Eser altı bölümden meydana geliyor: 1- Giriş, 2- İktisat Tarihi Işığında Bediüzzaman Said Nursî, 3- Bediüzzaman’ın İktisadî Unsurlara Bakışı, 4- Mikro İktisat ve Bediüzzaman, 5- Makro İktisat ve Bediüzzaman, 6- İslâm’da Sosyal Güvenlik, 7- Dış Ekonomik İlişkiler…

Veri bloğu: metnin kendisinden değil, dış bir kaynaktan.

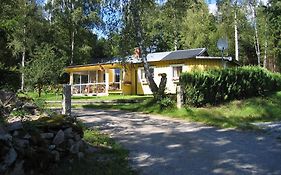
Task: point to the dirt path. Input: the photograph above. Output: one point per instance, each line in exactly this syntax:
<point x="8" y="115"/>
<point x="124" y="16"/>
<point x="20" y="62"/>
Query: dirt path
<point x="174" y="147"/>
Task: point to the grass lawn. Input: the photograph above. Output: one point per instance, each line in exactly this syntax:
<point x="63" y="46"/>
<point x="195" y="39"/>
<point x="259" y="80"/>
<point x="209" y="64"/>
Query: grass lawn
<point x="110" y="158"/>
<point x="236" y="114"/>
<point x="56" y="97"/>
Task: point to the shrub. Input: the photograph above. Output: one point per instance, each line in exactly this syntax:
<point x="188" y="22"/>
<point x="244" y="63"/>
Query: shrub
<point x="218" y="85"/>
<point x="166" y="102"/>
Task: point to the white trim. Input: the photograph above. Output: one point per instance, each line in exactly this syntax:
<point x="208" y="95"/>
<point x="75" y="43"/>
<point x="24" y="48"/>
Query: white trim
<point x="143" y="80"/>
<point x="218" y="58"/>
<point x="176" y="79"/>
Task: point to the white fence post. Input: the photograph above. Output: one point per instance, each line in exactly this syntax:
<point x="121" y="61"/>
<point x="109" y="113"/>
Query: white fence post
<point x="66" y="100"/>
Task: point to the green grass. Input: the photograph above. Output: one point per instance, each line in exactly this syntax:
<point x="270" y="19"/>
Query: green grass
<point x="58" y="96"/>
<point x="111" y="158"/>
<point x="236" y="114"/>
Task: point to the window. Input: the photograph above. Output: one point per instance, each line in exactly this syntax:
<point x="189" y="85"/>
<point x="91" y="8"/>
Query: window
<point x="142" y="72"/>
<point x="177" y="70"/>
<point x="117" y="75"/>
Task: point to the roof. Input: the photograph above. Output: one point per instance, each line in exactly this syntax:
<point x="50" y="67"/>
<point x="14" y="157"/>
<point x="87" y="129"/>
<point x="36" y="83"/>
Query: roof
<point x="198" y="53"/>
<point x="176" y="55"/>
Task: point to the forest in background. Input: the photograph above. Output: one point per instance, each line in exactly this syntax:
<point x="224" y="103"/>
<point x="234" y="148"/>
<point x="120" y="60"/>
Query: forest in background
<point x="38" y="39"/>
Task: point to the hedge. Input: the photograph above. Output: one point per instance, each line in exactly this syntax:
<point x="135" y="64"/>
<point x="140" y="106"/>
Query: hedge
<point x="219" y="85"/>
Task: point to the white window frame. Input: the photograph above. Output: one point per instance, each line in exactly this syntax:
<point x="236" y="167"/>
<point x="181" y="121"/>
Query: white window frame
<point x="173" y="66"/>
<point x="142" y="73"/>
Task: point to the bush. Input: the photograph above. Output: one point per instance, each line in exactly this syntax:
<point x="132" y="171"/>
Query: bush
<point x="166" y="102"/>
<point x="9" y="80"/>
<point x="219" y="85"/>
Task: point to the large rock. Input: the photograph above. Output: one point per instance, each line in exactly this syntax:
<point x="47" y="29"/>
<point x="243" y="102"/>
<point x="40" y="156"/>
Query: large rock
<point x="22" y="143"/>
<point x="76" y="147"/>
<point x="59" y="138"/>
<point x="8" y="160"/>
<point x="48" y="135"/>
<point x="18" y="169"/>
<point x="68" y="133"/>
<point x="56" y="155"/>
<point x="6" y="137"/>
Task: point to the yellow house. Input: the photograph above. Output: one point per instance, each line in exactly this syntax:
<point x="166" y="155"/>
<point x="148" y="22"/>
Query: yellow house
<point x="129" y="77"/>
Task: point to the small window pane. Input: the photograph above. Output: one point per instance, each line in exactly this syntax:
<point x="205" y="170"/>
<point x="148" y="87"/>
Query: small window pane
<point x="177" y="70"/>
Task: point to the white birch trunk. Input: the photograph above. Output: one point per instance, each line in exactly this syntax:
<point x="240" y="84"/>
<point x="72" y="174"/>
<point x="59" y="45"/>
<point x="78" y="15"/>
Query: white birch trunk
<point x="72" y="46"/>
<point x="236" y="37"/>
<point x="257" y="44"/>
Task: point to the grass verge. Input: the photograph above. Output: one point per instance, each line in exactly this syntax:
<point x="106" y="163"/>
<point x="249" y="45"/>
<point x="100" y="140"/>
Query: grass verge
<point x="111" y="158"/>
<point x="57" y="97"/>
<point x="236" y="114"/>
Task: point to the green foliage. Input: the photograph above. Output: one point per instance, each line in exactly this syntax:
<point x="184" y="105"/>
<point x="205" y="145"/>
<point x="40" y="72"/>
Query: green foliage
<point x="217" y="86"/>
<point x="9" y="79"/>
<point x="166" y="102"/>
<point x="45" y="68"/>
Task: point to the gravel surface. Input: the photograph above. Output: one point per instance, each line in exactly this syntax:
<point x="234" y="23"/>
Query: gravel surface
<point x="163" y="146"/>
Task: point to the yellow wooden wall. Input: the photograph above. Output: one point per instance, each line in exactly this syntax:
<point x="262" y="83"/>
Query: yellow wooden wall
<point x="132" y="84"/>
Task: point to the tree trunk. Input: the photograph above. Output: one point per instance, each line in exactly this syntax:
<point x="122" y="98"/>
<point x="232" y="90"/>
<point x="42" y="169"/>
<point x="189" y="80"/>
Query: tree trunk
<point x="236" y="37"/>
<point x="140" y="41"/>
<point x="257" y="44"/>
<point x="23" y="58"/>
<point x="72" y="46"/>
<point x="39" y="90"/>
<point x="162" y="86"/>
<point x="265" y="54"/>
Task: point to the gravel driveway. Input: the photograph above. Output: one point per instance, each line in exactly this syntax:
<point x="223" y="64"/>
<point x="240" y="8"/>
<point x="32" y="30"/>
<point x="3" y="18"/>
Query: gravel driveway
<point x="174" y="147"/>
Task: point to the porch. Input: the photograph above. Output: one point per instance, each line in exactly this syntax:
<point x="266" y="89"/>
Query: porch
<point x="96" y="82"/>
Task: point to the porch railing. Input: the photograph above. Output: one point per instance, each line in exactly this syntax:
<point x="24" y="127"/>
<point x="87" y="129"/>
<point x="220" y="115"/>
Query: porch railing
<point x="95" y="88"/>
<point x="89" y="88"/>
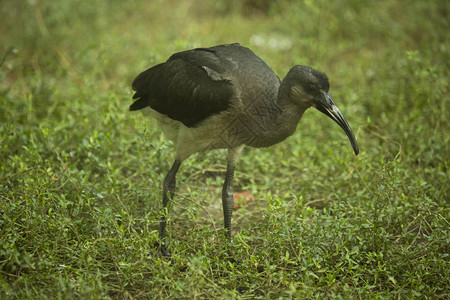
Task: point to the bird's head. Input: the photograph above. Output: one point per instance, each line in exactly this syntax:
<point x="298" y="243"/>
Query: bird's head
<point x="309" y="87"/>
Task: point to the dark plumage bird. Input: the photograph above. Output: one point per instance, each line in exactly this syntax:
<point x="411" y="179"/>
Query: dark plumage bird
<point x="227" y="97"/>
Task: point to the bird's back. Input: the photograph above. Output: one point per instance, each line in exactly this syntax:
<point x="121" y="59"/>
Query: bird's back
<point x="196" y="84"/>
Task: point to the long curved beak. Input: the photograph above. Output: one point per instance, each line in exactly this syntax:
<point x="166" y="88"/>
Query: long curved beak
<point x="326" y="105"/>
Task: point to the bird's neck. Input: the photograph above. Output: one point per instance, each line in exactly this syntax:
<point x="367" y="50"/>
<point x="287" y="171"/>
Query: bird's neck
<point x="275" y="120"/>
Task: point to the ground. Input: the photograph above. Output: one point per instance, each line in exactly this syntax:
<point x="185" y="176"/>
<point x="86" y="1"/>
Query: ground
<point x="81" y="176"/>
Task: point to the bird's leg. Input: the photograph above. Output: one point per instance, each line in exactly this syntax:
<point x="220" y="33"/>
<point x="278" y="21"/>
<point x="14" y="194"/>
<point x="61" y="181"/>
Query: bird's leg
<point x="227" y="191"/>
<point x="168" y="193"/>
<point x="227" y="199"/>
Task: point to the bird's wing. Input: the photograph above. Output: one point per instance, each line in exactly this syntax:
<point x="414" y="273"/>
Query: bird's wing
<point x="189" y="87"/>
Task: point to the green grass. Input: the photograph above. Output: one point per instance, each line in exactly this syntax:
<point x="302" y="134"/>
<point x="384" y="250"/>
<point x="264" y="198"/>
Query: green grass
<point x="80" y="176"/>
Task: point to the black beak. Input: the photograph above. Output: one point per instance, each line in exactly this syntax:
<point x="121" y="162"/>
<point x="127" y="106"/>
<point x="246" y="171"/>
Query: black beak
<point x="326" y="105"/>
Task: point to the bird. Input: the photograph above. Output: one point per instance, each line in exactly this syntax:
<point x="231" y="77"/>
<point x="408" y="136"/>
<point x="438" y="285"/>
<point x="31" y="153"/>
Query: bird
<point x="226" y="97"/>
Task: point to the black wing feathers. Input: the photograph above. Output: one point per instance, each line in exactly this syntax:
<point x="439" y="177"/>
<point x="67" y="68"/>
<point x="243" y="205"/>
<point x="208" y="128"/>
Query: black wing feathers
<point x="182" y="89"/>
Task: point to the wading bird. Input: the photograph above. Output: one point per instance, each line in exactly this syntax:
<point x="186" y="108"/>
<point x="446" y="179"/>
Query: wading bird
<point x="226" y="97"/>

Özetle birinci bölümde “İktisat nedir?,” “kâinatta iktisat,” “insan ve iktisat,” “din ve iktisat” ile “kültür ve iktisadî hayat;” ikinci bölümde “insanlığın yaşama devirleri,” “Bediüzzaman’ın sosyal hayata bakışı,” (yine) “Bediüzzaman’ın medeniyete bakış açısı,” “kapitalizm,” “sosyalizm ve komünizm” ile (bu beşerî doktrin ve ideolojiler karşısında) “İslâm’ın üstünlüğü;” üçüncü bölümde “iktisadî unsurlar (tabiat - toprak)-emek-sermaye” gibi üretim faktörleri);” dördüncü bölümde “mikro iktisadın yorumu,” “ekonomik psikoloji,” “Neden açlık tehlikesi?”, (bereketin kaynağı olarak) “ticaret,” “memuriyet;” beşinci bölümde “makro iktisat kavramı,” “iktisadî kalkınma ve geri kalmışlık,” “hürriyet ve kalkınma,” “şûrâ ve kalkınma,” “hürriyetin sosyal-siyasî-ekonomik gelişmeyle münasebeti,” “eğitim ve kalkınma;” altıncı bölümde “sosyal güvenlik kavramı” ile “İslâm’da sosyal güvenlik kurumları,” “kara para: faiz;” yedinci ve son bölümde de “konuya genel bir bakış,” “Bediüzzaman’ın Batı’yla ilişkilere bakışı,” “Avrupa Birliği” ile “Bediüzzaman’a göre Avrupa Birliği,” “Türkiye’nin yeni konumu ve Muhabbet Fedaileri,” “küreselleşmeye farklı (bir) bakış,” “İslâm dünyasının durumu,” “İslâm ortak pazarı” ile “İslâm birliği (ittihad-ı İslâm)” mevzuları dikkat çekiyor.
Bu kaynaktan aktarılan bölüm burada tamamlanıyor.